My brother even sent me a link to a funny video that gave him the inspiration. I’ll get you to that link in a moment.
So . . . after some serious caffeine and an entire day of charting and math, then some repositioning, double- and triple-checking my calculations, I got clicking.
Super Bowls are numbered using Roman Numerals and the Super Bowl for 2012, in Indianapolis, will be # 46, or XLVI.
The finished scarf has all the Roman Numerals from 1-46, I – XLVI on one side of the scarf. I used stripes as the format for showcasing the Roman Numerals. It took some repositioning a couple of times, but I ended up with three white stripes with the Roman Numerals knit in Intarsia on the white background of each stripe. The numerals are center-justified, but in the end they were divided up evenly enough that the difference at the sides is negligible.
The sequence of Roman Numerals begins at the bottom left as you look at the photo below. I decided to do that because historically, it’s longer ago.
While looking at the next two photos, you can see that the side margins remaining after center-justification is nearly equal.
XLVI is at the top right to finish of the Roman Retrospective.
There are length and width specifications to the Super Scarf project, so the stripes could not be equal in width. The scarf would have been too wide.

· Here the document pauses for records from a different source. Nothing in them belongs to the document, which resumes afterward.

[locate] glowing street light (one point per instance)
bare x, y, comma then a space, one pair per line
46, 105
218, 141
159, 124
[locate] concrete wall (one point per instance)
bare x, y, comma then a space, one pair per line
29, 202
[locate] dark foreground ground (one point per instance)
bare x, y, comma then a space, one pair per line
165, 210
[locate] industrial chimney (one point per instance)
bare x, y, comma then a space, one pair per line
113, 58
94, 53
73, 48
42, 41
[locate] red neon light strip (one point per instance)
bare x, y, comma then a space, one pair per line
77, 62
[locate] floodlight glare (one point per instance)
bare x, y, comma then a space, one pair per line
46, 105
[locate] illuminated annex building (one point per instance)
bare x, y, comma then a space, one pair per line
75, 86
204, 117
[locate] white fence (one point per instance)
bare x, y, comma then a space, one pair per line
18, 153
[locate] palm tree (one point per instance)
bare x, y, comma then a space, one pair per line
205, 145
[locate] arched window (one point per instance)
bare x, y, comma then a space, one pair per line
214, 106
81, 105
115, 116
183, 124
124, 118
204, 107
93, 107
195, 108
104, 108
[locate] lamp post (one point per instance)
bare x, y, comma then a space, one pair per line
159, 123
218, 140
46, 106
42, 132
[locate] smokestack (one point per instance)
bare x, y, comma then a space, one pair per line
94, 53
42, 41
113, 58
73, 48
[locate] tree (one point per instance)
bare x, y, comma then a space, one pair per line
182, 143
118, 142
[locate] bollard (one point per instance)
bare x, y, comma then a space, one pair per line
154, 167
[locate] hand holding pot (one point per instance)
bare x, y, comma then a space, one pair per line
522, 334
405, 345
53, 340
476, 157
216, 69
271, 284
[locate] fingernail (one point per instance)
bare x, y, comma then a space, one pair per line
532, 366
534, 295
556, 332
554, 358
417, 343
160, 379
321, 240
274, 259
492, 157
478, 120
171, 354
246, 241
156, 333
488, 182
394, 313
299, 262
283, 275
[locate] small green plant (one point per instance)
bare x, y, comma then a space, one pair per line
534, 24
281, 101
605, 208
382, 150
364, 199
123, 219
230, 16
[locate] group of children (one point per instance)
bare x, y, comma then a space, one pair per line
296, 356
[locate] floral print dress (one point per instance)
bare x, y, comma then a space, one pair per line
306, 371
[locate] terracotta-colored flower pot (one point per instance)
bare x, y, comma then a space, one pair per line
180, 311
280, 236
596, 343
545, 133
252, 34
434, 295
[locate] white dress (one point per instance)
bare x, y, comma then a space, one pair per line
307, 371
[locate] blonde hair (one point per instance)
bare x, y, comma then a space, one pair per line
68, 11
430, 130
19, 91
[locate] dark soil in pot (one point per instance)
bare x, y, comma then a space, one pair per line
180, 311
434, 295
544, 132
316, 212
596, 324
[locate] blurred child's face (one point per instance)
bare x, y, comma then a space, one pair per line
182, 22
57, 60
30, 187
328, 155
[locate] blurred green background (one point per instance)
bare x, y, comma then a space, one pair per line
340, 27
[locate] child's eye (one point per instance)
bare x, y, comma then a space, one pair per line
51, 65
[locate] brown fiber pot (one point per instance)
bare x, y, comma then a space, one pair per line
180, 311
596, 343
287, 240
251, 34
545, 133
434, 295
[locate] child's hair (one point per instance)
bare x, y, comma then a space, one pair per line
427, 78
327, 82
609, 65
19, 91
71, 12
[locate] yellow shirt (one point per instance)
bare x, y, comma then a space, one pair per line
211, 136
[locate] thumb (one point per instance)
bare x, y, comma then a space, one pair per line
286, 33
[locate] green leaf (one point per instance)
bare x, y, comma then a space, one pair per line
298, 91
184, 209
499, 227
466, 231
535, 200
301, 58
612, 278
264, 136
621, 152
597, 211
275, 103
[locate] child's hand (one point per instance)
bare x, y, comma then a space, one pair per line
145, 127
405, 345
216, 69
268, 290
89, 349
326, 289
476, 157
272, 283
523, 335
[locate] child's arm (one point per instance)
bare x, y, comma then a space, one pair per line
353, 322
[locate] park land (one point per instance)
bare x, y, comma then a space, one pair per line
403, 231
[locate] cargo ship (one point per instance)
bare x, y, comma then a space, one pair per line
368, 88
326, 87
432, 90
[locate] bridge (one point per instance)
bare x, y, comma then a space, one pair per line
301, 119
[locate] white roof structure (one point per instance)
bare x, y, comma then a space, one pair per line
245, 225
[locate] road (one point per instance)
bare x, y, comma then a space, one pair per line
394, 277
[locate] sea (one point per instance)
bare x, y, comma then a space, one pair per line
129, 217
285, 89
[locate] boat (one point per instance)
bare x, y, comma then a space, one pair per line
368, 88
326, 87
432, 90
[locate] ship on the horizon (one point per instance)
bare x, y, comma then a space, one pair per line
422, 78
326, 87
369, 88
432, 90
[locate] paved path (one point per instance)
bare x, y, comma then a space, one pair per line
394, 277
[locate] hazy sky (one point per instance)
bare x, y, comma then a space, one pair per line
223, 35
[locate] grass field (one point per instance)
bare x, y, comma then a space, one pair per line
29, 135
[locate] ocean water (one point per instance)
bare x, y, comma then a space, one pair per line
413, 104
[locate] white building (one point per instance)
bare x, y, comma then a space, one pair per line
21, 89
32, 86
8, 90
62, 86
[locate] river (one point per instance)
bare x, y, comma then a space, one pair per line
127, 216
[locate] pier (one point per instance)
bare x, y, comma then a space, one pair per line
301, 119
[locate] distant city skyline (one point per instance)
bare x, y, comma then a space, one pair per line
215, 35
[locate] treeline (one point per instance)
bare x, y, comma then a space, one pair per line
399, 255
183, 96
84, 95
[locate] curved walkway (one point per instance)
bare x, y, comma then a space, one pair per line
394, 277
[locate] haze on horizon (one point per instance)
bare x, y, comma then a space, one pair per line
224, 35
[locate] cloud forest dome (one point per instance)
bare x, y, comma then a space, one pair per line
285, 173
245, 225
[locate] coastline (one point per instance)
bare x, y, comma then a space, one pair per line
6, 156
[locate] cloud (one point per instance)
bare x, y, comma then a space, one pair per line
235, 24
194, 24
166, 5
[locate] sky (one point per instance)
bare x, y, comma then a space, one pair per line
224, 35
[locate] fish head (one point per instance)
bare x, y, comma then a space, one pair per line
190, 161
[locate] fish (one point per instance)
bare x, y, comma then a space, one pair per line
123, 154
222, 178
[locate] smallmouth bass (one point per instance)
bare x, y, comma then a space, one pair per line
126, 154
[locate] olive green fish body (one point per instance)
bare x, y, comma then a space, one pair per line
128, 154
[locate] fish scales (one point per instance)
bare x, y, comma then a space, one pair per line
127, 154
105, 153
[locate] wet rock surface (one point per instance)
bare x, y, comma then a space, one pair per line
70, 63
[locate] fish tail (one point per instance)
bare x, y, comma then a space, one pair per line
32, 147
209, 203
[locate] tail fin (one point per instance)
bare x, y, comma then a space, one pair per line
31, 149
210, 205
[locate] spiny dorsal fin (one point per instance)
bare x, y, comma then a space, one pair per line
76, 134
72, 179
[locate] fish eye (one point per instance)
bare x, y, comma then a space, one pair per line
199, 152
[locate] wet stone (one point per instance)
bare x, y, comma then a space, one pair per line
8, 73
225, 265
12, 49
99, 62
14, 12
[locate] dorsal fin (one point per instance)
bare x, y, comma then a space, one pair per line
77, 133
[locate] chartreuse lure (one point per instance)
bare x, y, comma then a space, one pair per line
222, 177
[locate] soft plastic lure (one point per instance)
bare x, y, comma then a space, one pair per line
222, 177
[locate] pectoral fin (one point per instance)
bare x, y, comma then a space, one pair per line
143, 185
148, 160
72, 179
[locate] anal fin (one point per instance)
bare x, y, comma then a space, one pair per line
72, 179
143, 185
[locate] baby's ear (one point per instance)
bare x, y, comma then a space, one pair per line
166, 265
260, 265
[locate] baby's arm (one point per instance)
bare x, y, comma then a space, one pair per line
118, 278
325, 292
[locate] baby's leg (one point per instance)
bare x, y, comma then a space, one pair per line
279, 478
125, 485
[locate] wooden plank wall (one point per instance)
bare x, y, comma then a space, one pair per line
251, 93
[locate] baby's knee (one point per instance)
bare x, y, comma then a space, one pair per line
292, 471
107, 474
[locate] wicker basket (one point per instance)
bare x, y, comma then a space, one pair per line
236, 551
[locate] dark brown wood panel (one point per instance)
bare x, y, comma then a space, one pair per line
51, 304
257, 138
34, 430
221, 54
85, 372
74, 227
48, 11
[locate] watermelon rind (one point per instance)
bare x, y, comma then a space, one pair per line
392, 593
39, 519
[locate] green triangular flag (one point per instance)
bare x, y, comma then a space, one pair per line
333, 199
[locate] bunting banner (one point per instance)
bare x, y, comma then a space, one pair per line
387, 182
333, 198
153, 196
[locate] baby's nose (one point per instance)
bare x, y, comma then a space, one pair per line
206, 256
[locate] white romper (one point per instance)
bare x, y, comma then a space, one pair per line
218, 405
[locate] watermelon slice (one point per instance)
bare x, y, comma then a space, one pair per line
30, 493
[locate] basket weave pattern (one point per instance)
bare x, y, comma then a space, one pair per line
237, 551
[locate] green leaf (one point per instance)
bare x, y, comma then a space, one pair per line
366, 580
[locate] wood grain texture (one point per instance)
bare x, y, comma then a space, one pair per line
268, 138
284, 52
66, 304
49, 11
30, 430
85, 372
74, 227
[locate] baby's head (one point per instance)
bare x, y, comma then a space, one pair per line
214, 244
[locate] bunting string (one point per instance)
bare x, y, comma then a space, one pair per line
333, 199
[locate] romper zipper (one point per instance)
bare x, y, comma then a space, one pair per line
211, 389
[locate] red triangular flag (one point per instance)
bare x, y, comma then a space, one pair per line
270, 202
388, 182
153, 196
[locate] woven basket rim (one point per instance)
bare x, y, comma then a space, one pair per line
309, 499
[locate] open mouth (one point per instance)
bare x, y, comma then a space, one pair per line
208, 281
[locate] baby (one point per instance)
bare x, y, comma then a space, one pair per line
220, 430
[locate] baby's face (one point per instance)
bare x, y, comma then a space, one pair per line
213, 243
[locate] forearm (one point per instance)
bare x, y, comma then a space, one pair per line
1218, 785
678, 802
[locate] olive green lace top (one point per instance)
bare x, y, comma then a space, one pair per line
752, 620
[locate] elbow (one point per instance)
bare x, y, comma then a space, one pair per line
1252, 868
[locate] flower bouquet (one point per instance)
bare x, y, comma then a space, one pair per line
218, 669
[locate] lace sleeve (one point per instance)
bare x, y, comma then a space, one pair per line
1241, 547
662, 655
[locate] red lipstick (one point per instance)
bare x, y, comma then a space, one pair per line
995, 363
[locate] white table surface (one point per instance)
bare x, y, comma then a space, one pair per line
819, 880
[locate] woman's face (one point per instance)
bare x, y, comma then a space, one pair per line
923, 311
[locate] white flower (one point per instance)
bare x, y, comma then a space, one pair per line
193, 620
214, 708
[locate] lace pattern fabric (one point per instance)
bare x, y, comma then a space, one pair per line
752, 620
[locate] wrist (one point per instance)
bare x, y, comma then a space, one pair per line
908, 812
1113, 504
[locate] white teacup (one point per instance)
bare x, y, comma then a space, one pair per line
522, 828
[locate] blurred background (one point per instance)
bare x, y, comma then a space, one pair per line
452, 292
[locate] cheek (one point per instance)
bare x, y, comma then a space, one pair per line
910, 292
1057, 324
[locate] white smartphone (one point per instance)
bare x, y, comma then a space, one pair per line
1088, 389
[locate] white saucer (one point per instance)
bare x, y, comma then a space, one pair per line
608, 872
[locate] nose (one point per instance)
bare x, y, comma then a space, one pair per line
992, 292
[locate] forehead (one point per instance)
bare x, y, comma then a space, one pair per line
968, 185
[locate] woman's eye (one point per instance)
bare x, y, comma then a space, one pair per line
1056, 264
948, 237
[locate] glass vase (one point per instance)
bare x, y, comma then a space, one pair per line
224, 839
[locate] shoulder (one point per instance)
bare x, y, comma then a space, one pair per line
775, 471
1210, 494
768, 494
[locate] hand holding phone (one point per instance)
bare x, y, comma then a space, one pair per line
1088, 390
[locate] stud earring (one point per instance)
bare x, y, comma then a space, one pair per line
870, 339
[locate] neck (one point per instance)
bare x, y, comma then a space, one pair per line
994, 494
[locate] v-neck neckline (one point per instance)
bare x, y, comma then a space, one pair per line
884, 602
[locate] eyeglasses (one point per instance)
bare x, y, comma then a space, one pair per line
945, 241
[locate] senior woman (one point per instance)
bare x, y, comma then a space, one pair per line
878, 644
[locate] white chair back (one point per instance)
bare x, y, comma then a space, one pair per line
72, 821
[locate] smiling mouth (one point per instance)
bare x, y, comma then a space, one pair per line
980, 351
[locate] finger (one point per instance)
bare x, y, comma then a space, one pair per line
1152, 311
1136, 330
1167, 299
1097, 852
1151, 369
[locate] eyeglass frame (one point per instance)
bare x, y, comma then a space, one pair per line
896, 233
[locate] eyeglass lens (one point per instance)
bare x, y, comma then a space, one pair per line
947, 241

Once through the Roman Numeral chart was PLENTY for me, so I made the back side with just the stripes. This makes the scarf reversible, with an interesting, yet coordinated contrast to the Intarsia work on the front.
I knit the scarf up the wide dimension, so I would work on the chart right-side up and not sideways. This means that I had to graft the stitches from one side to the stitches on the other side in order for the scarf to be seamless. It’s worth the time.
I haven’t had the time to type the pattern for this scarf yet, but when I do, I will add it in this post.
Now . . . what was the video that inspired my brother to send me his idea? Check it out. Just hang in there through the Roman Numerals and you’ll get the idea. I watched the video (several times) and had the darn words going through my head while I charted, while I figured the math, while I repositioned the charted characters, while I knit . . . and probably will have it in my head for a while.
“He, Myself, and . . . I, II, III” refers to my Indybro for his scarf idea, me for knitting it, and for the song which includes the “I . . . II . . . III.”
Anyway, thanks big brother, for the GREAT idea! Hope you and the Indiana Host Committee like my interpretation.